The necessity of full disclosure and good faith depends on the exercising of candor and good faith, which leads to a leveling of the playing field in bargaining power. The parties entering the agreement should do so with full knowledge of the other person's holdings. The factors considered for full and fair disclosure are: "the relative sophistication of the parties; the apparent fairness or unfairness of the substantive terms of the agreement; and finally, any other circumstances unique to the parties and their specific situation." Here, Wife was clearly at a disadvantage and was misled by Husband. Therefore, the trial court erred in upholding the antenuptial agreement and the Appeals court reversed, finding the agreement invalid.

Material Change Required for Change of Custody in Tennessee

February 7, 2012 by The McKellar Law Firm, PLLC

The case of Gray v. Jeans, No. E2011-00692-COA-R3-CV (Tenn. Ct. App. Jan. 25, 2012) shows Tennessee divorce and custody attorneys that when filing to modify a Permanent Parenting Plan if no material change in circumstances has been proven, the court is not required to make a best interests determination and must deny the change of custody.
In 2005, the parties (never been married), entered into a Permanent Parenting Plan ("PPP") allowing shared custody. The Father was designated primary residential parent coparenting rotating every two weeks and no child support.

In 2010, Mother filed a Petition for Contempt and to Modify Permanent Parenting Plan allowing her to be the primary residential parent and to relocate to Rutherford County. Mother alleged Father failed to provide appropriate medical care and was abusive to her and the children. Mother also alleged Father exhibited inappropriate behavior towards her in the presence of the children. The trial court denied Mother's requests. Mother appealed.

The Trial was held in February 2011. On cross-examination, Mother acknowledged that, in the two year period in which she lived with Father, she did not call the police over Father's alleged instances of abuse. Mother also acknowledged that in 2010 - 2011 both Children did well in school. Mother also acknowledged spending time with Father in 2010, including shopping and meals.
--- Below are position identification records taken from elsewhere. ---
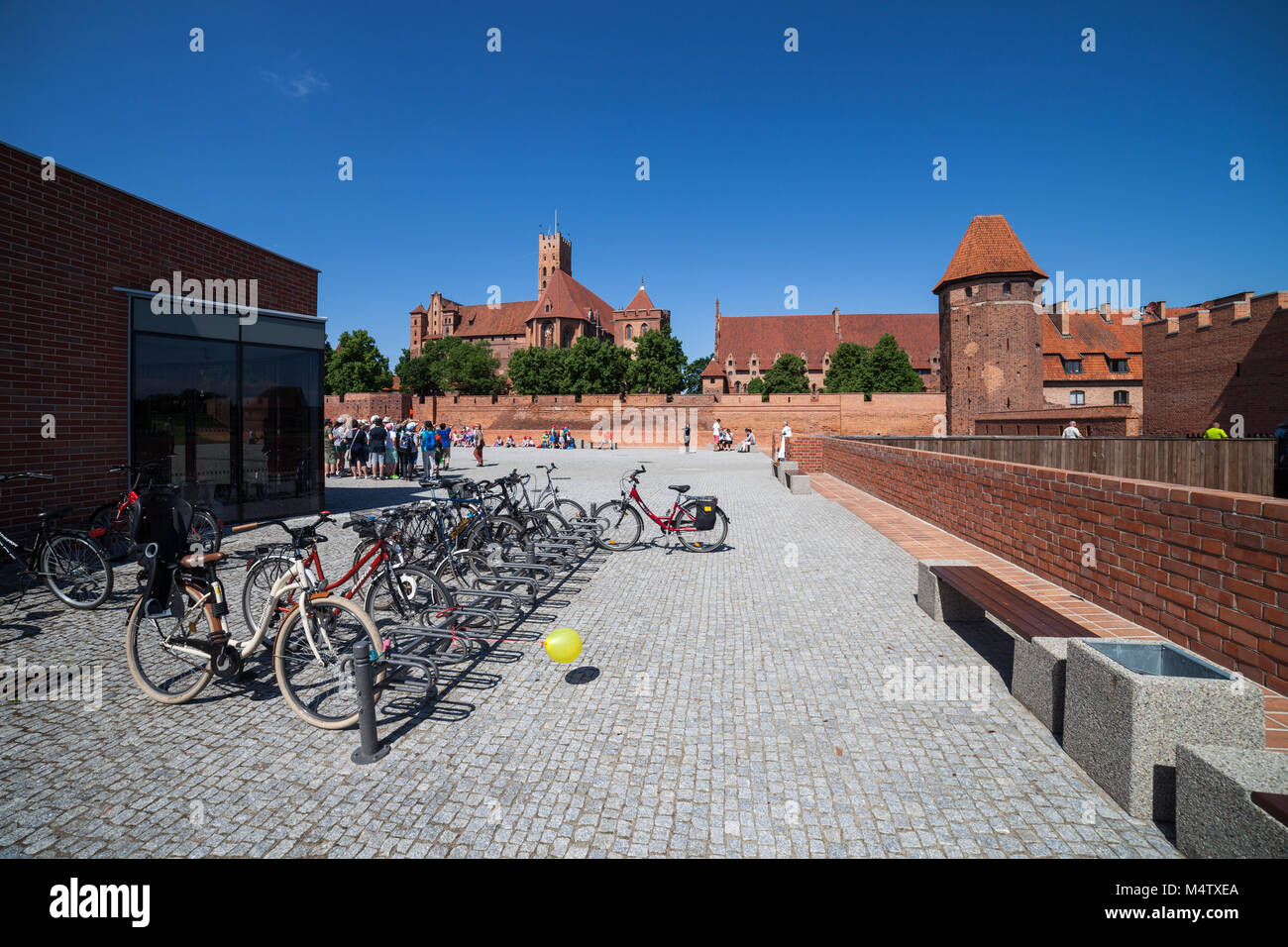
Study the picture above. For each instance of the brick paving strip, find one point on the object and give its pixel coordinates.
(927, 541)
(741, 707)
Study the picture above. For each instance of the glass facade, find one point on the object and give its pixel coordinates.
(235, 410)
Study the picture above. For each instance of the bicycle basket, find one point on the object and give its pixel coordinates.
(704, 514)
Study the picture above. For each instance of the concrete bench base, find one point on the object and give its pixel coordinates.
(799, 483)
(1124, 727)
(940, 600)
(1215, 815)
(1037, 678)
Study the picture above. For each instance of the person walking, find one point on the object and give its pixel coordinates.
(376, 437)
(329, 447)
(342, 447)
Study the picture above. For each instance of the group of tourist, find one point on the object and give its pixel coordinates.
(385, 449)
(722, 438)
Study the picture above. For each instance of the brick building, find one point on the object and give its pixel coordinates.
(1218, 360)
(235, 406)
(746, 347)
(563, 312)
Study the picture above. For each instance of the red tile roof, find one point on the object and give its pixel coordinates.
(1094, 342)
(507, 318)
(712, 369)
(988, 248)
(769, 337)
(570, 299)
(639, 300)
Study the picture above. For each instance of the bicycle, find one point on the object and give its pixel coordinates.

Mother stated her current Fiancé was the fourth man she had planned to marry, but stated he was the only one she was "serious" about.
Father denied any abuse towards Children and acknowledged he hit Mother once after she had hit him in the nose. Father stated the Children did very well in Hamblen County schools and that any relocation would be detrimental. Father confirmed he used corporal punishment but denied any threats toward Mother.
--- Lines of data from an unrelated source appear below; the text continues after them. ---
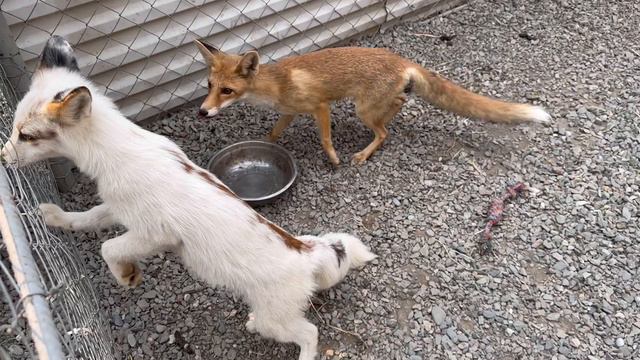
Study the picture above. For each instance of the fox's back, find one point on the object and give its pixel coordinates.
(336, 73)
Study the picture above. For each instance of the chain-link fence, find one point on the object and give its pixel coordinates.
(141, 53)
(48, 304)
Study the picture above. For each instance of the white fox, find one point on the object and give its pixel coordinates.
(167, 203)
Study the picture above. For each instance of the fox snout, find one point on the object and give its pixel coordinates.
(7, 154)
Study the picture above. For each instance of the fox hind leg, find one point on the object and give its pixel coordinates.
(296, 329)
(371, 117)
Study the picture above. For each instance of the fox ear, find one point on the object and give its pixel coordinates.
(58, 53)
(70, 106)
(207, 51)
(249, 64)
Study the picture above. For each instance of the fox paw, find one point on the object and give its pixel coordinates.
(131, 275)
(251, 323)
(54, 216)
(359, 158)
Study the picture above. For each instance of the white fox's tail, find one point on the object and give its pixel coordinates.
(335, 254)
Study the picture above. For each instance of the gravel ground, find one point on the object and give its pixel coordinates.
(562, 282)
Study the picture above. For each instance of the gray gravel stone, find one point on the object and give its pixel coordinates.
(438, 315)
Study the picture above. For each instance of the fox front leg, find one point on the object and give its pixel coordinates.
(96, 218)
(121, 254)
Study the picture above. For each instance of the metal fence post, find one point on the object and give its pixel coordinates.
(32, 293)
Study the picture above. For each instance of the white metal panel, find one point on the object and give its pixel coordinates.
(140, 52)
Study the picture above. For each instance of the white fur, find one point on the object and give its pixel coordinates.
(167, 207)
(538, 114)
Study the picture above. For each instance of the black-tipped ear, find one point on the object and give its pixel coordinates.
(207, 51)
(58, 53)
(249, 64)
(70, 106)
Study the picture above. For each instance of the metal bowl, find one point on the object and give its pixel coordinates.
(257, 171)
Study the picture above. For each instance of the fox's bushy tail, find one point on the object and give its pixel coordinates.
(446, 95)
(334, 254)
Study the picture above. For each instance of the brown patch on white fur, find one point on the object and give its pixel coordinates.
(189, 167)
(289, 240)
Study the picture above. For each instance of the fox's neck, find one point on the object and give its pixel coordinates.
(266, 85)
(106, 143)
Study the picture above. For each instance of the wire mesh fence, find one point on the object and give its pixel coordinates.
(141, 53)
(48, 302)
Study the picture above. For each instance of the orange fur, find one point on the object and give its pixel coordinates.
(376, 79)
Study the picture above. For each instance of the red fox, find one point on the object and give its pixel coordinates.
(377, 80)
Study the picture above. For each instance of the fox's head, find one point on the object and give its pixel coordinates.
(57, 101)
(229, 78)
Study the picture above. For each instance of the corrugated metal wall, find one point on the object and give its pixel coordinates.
(141, 52)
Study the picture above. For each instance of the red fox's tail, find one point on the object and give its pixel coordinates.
(449, 96)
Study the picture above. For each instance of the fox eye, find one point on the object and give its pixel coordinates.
(26, 137)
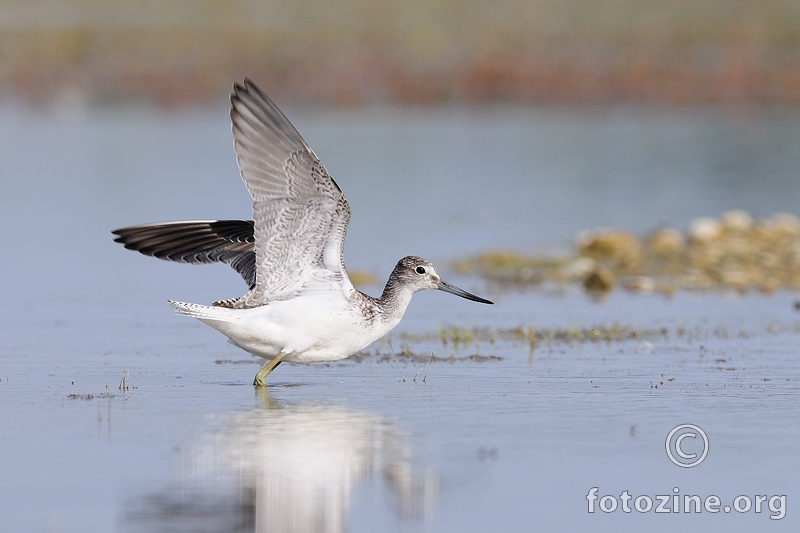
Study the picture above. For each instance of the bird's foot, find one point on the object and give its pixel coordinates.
(261, 378)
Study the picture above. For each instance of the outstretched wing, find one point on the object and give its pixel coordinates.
(198, 241)
(300, 214)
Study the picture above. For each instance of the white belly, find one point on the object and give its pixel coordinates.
(305, 329)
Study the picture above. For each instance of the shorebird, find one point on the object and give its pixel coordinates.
(301, 306)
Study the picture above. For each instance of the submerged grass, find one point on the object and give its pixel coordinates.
(734, 252)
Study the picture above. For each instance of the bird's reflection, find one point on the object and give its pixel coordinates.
(285, 468)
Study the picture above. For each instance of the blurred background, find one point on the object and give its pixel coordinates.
(353, 51)
(487, 137)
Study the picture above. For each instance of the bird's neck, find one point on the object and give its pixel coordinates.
(395, 298)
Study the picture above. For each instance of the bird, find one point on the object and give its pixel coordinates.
(300, 306)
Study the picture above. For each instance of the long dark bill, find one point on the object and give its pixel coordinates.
(452, 289)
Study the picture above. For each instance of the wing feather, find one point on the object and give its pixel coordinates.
(198, 242)
(300, 215)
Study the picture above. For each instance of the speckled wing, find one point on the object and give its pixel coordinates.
(300, 214)
(198, 242)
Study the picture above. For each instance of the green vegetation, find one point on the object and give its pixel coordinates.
(735, 252)
(412, 51)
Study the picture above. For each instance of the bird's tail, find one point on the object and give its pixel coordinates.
(201, 312)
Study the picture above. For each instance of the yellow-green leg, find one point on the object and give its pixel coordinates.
(261, 377)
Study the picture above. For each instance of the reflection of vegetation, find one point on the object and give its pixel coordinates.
(735, 252)
(457, 340)
(355, 50)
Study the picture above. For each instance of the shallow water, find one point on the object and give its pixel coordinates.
(511, 444)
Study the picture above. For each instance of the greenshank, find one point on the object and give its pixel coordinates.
(301, 306)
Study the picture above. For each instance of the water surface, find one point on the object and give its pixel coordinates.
(514, 441)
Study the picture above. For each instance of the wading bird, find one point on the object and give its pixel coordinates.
(301, 306)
The Trial Court found the evidence did not show a material change of circumstances justifying a change of the PPP. The Appellate Court held, "Existing custody arrangements are favored because children thrive in stable environments." Hoalcraft v. Smithson, 19 S.W.3d 822, 828 (Tenn. Ct. App. 1999). A custody decision, once made and implemented, is considered res judicata upon the facts in existence or those which were reasonably foreseeable when the decision was made. Steen v. Steen, 61 S.W.3d 324, 327 (Tenn. Ct. App. 2001). However, our Supreme Court has held a trial court may modify an award of child custody 'when both a material change of circumstances has occurred and a change of custody is in the child's best interests." Kendrick v. Shoemake, 90 S.W.3d 566, 568 (Tenn. 2002). Further the Trial Court's implicit finding was a clear rejection of Mother's abuse contentions. The Appellate Court quoted, "It necessarily follows that if no material change in circumstances has been proven, the trial court 'is not required to make a best interests determination and must deny the request for a change of custody." Caudill v. Foley, 21 S.W.3d 203, 213 (Tenn. Ct. App. 1999). Appellate Court affirms the Trial Court's finding and decision that no material change in circumstances has occurred.